Beware of a ‘double-tap’
If you decide to settle, be careful to avoid a ‘double-tap’ lawsuit. This is where you sign a settlement agreement, make the same mistake, and get hit by another lawsuit. To avoid this, you have two options:
- Pay for past and future fines.
- Pay for past fines only and get real-time monitoring tools (A CMP web scanner, a TMS scanner, and introduce server-side settings) to prevent you from being caught again. This option is generally cheaper.
Avoid copy-cat lawyers
Copycat lawyers will submit the same summons to the same brand. If this happens, you may receive multiple summons at once for the same fault.
Settlement rates by consent management platform
Some CMPs have better win rates than others. The image below shows our small sample measuring CMP performance. OneTrust has the highest volume of voluntary dismissals. Cookiebot and Osarno, on the other hand, fared well, with a lower volume of dismissals.
Note: Simply changing CMPs will not improve your compliance level. You still need to know how to use your CMP effectively.
Preventative measures
Use the MeasureMinds Consent Mode Monitor
Unsure about consent on your site? Our Consent Mode monitor will scan your domain for tags with missing or incorrect consent. You can even fix any issues identified at the click of a button.
Run a risk assessment
To reduce the risk of a class action, it’s important to run regular risk assessments. Use the following checklist when doing so.
- Have you hosted California sessions from Chrome or IE on desktop since 1st Jan 2023?
- Have you committed a single or multiple violations?
- Is your Revenue $25 million+ per annum, and is your HQ based in the US?
- Is your privacy policy more than 12 months old?
- Are you in a sensitive vertical (Health data, Children data, Financial data, Political data)?
- Do you have an active CMP and cookie banner?
- Do you have a broken opt-out or targeting cookies in the wrong category?

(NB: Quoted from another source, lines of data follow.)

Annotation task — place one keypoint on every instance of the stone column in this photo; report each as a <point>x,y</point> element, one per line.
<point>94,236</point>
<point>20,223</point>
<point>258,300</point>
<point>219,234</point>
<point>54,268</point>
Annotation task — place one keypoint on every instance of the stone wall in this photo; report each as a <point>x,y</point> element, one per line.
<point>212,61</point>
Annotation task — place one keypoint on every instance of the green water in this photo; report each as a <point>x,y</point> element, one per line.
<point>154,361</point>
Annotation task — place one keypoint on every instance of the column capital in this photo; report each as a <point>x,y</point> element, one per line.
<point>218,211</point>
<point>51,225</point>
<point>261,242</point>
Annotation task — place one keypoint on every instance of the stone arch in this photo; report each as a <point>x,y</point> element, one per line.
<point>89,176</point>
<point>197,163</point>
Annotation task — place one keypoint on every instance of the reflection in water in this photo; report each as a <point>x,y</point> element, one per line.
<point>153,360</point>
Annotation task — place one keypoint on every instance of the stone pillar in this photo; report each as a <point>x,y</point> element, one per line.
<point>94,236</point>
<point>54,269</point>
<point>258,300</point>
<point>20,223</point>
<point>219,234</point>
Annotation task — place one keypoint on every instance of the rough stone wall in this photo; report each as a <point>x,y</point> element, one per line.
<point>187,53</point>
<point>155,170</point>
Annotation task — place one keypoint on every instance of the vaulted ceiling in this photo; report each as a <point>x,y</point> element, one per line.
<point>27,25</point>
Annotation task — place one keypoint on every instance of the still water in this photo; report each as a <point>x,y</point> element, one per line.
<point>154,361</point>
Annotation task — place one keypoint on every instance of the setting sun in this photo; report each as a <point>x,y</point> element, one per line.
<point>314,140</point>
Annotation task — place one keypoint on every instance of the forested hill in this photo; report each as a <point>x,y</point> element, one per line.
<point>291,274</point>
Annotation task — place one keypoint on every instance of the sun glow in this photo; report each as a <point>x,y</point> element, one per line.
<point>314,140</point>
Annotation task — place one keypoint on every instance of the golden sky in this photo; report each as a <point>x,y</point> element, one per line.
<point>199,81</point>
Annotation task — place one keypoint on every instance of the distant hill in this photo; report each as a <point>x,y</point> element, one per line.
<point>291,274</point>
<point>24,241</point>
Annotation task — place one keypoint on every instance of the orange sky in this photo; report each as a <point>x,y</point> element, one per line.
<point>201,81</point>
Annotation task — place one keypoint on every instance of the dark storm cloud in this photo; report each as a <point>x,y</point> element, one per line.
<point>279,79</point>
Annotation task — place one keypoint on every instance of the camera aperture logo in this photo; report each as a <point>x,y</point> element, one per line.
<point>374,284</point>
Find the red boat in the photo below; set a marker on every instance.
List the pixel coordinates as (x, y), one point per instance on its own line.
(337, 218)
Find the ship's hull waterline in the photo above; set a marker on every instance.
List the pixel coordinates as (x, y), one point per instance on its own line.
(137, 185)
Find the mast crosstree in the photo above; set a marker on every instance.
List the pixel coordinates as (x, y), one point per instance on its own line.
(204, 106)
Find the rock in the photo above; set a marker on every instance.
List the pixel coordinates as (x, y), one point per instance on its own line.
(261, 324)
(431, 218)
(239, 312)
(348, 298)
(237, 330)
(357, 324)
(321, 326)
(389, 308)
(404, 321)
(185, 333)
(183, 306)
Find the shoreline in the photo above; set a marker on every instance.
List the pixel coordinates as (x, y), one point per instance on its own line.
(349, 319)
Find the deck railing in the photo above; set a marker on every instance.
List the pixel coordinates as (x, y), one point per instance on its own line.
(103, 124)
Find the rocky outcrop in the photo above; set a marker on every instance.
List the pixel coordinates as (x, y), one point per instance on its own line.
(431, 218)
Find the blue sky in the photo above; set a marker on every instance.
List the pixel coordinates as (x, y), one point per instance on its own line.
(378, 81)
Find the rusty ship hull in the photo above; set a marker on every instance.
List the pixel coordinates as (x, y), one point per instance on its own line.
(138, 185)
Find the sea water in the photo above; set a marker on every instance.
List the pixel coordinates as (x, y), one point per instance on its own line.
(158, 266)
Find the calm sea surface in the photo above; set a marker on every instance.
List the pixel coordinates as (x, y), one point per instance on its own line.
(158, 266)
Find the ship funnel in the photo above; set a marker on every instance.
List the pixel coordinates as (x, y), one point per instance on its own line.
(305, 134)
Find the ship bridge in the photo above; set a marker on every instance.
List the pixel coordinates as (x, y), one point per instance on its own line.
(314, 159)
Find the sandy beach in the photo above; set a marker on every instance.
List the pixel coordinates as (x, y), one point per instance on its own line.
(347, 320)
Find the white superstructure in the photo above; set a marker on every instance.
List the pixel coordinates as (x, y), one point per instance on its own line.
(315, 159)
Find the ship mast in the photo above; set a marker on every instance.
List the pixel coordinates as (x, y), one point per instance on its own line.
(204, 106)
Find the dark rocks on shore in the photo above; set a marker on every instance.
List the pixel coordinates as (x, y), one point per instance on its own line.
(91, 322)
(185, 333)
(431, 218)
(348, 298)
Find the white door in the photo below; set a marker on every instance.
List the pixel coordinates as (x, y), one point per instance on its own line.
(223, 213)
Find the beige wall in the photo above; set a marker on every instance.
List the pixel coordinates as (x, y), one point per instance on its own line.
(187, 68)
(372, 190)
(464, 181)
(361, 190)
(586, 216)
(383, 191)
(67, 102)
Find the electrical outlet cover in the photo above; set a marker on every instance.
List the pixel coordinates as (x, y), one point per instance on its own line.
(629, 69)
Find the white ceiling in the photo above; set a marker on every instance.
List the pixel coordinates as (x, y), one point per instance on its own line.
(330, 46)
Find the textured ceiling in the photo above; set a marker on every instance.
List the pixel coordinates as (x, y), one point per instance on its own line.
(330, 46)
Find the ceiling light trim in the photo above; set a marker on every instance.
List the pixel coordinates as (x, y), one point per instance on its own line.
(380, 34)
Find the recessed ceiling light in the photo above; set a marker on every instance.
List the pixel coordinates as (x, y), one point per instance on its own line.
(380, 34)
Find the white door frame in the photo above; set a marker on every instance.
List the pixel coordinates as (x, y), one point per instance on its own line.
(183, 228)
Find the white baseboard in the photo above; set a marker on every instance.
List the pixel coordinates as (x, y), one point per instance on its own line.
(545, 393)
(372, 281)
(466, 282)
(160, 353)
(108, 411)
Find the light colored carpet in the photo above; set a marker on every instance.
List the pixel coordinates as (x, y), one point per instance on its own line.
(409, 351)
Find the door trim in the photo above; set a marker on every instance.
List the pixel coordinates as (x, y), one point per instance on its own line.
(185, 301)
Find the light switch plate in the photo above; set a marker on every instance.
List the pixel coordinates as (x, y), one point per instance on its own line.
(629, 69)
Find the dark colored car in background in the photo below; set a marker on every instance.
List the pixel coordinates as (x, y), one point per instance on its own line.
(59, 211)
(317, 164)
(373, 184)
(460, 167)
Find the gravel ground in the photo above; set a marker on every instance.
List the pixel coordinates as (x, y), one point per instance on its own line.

- Have you settled publicly for any lawsuit in the past (i.e, are you on the last of the “known settlers” list)?
- Has a competitor recently been targeted?
Finding your competitors by visiting this site. Then, run a docket/lawsuit search.
One-time fixes
You can also try the following one-time fixes.
Inline
- Add a ‘cookie settings’ footer link and ‘do not sell’ footer link.
- Load your CMP outside GTM (with the GEO-IP countryCode & state exposed).
- Add meta no referrer params header tag.
- Add “no keystroke tracking” attributes to CVC and other sensitive fields.
- Update robot.txt to disallow ia_archiver and email info@archive.org to remove cache.
GA4
- Use privacy features of GA4; Tick the box to prevent future Email param capture, and use a data deletion request to remove past emails in URLs
- Add manual UPD dataLayer and then untick automatic UPD.
GTM
- Add a param whitelisting template variable (or param removal within SGTM).
- In SGTM, change the hostname to Stape with the hashing IP enabled (as IPs are considered personal).
In summary…
Not yet received a demand letter and have revenue over $25 million? While this is great news, it doesn’t mean you should be complacent; run our checklist and identify any risk areas. If you do receive a demand letter, act quickly and address issues within 24 hours.
If you receive a settlement letter, you have at least three days before copycat lawyers start noticing. Use this time to correct any errors on your site. Remember, the negative PR can be just as damaging as the fine itself, so do everything you can to mitigate risk.
Lastly, look out for the three-state ‘privacy sweep’. California, Connecticut, and Colorado agencies have all sent out enforcement letters. Make sure you have enough tools, technologies, and techniques to counteract any claims.
Ultimately, it’s not too late. Take preventative measures now!